Abstracts

Rationale: The VA’s Million Veteran Program (MVP) genetic research biobank has recruited over one million U.S. Veterans with the aim of understanding how lifestyle, genetics, and exposures affect health and wellness in Veterans. Participants provide consent and a DNA sample for genotyping, genome sequencing, methylation studies, and to link genetic data with their full federal electronic medical record (EMR). This study examines how anti-seizure medication (ASM) exposures in the full cohort (FC) compare with the subgroup with epilepsy. This analysis represents an early phenotyping step in a larger study of the genetic epidemiology of epilepsy and pharmacogenomics in MVP.

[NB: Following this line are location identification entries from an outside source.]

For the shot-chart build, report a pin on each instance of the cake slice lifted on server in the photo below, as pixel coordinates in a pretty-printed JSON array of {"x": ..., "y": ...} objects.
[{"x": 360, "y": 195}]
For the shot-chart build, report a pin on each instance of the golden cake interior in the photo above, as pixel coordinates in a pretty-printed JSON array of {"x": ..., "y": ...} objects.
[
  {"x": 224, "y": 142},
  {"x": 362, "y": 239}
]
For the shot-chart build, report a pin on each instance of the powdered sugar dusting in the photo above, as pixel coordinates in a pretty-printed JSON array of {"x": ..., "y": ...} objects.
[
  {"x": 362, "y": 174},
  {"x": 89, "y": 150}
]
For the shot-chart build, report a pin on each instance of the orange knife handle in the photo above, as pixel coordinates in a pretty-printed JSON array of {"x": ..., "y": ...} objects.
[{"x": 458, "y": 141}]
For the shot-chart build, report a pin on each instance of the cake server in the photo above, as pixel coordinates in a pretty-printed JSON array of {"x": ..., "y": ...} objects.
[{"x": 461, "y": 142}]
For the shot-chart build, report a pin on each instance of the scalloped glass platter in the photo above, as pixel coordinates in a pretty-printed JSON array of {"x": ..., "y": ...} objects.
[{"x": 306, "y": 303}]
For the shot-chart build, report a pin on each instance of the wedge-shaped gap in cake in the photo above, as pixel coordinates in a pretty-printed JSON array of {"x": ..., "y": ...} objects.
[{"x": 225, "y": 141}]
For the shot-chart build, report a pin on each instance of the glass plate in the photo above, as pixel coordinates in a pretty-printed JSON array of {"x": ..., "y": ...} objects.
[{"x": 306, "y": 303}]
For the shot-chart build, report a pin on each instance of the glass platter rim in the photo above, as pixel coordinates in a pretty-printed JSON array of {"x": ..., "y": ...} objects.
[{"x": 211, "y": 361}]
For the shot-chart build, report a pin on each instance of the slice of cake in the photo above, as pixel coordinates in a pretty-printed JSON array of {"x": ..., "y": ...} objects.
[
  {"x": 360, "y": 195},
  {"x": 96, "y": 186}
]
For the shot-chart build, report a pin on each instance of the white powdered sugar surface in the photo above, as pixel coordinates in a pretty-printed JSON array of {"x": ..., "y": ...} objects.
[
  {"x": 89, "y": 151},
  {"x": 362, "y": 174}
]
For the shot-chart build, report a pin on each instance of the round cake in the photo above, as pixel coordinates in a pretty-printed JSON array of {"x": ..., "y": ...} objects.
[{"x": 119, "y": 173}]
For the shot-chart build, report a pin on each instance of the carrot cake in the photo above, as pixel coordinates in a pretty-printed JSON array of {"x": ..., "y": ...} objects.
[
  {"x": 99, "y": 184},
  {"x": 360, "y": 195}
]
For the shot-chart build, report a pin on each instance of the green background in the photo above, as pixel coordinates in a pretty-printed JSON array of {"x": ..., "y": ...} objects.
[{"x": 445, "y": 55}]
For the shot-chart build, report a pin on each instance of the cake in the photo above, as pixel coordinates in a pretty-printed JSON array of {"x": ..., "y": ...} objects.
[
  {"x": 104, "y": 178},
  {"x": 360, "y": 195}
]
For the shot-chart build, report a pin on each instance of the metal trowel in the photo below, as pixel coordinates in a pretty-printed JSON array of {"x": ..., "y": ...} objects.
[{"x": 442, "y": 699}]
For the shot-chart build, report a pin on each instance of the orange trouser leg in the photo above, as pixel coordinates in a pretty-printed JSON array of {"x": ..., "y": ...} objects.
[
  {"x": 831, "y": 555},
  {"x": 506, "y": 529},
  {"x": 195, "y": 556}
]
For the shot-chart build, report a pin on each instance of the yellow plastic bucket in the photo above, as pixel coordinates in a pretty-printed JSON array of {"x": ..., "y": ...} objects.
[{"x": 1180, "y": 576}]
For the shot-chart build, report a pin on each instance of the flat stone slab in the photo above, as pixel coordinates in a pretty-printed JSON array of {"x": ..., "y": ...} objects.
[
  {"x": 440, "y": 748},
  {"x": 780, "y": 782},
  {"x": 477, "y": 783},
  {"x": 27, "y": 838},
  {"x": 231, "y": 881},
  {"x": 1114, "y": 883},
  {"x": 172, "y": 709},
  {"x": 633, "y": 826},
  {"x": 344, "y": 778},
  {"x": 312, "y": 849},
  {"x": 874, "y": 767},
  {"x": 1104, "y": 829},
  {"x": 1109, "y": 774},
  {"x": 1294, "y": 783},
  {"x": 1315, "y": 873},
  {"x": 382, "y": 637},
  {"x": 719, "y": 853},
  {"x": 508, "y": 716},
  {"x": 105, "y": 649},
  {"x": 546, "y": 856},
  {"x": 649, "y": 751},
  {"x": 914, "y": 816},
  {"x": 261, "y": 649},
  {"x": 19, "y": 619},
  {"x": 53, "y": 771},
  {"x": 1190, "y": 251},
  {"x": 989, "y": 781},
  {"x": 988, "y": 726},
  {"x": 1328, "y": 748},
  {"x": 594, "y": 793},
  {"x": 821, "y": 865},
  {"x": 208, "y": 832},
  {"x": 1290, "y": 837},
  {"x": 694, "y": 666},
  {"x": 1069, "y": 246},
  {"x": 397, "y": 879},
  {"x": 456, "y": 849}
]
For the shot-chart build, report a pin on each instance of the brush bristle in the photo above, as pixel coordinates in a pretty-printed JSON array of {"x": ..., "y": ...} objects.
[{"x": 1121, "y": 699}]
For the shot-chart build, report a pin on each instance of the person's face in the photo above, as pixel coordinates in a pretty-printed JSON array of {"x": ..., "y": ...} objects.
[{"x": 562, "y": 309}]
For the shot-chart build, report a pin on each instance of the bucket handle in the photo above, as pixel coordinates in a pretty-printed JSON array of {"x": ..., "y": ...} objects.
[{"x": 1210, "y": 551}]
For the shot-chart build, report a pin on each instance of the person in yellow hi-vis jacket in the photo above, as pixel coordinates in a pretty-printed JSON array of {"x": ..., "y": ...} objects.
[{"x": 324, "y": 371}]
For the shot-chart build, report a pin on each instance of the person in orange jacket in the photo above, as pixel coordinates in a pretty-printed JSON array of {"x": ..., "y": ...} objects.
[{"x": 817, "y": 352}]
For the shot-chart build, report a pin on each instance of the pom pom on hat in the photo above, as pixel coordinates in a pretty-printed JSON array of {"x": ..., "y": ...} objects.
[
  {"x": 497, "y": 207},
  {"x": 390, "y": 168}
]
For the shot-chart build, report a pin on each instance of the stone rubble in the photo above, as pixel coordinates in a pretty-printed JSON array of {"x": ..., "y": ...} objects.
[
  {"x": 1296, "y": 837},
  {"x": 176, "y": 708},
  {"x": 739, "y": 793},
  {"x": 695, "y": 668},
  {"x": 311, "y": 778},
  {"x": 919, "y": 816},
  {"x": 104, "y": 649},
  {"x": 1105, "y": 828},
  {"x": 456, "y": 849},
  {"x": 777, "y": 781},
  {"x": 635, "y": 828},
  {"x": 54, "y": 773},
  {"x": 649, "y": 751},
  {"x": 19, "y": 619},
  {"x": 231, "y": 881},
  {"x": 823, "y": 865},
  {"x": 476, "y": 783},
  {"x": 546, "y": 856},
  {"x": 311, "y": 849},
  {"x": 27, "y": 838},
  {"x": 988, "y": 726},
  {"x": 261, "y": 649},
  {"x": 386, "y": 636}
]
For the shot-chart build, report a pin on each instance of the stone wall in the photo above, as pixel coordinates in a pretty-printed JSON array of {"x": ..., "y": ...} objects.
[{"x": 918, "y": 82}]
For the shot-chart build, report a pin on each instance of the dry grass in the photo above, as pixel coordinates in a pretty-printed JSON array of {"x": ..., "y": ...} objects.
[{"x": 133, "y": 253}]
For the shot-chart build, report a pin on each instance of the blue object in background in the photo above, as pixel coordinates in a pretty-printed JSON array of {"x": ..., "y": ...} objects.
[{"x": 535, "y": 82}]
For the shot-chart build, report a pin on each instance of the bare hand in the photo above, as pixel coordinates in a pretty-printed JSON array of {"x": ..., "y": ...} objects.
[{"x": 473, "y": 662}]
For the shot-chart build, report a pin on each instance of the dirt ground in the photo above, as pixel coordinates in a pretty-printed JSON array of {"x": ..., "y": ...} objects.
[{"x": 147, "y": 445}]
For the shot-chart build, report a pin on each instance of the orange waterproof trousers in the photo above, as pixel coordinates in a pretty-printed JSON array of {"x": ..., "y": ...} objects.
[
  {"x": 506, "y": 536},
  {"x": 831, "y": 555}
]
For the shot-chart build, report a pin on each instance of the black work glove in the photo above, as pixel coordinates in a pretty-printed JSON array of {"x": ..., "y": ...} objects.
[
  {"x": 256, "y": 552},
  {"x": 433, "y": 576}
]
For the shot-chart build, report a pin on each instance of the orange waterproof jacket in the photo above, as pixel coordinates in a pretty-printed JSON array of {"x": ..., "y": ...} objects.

Methods: Medication prescription and pharmacy fill data were obtained to characterize ASM exposures and duration; extended duration (XD) was defined as more than 365 days. ASMs were categorized as epilepsy-specific medications (ESMs) if rarely used for indications other than epilepsy. The epilepsy subgroup (ES) was identified using a validated VA administrative algorithm that requires epilepsy-specific ICD codes be used concurrently with XD ASM. Descriptive statistics and figures were generated using Excel and R.

Results:

Of the 1,016,584 MVP participants in the FC (enrolled through 9/2024), 531,009 (52.2%) were prescribed one or more ASMs, of which 324,582 (31.9%) had XD. The ES group (n = 41,842) represents 4.1% of the FC, all of whom had XD ASM exposure. ESM exposure was higher in the ES than FC (52.7% vs 3.7%, p< 0.001). In the FC, the most common extended ASM exposures were gabapentin (22.9% of FC), clonazepam (3.6%), valproate (3.9%), topiramate (3.4%), pregabalin (3.3%), and lamotrigine (2.3%) (see Figure 1). In the ES, the most common extended ASMs exposures were gabapentin (54.9% of EG), levetiracetam (29.1%), valproate (24.6%), topiramate (15.5%), lamotrigine (15.1%), clonazepam (14.6%), and phenytoin (12.1%). Among participants who used XD ESM, 92.8% were in the ES (see Figure 2).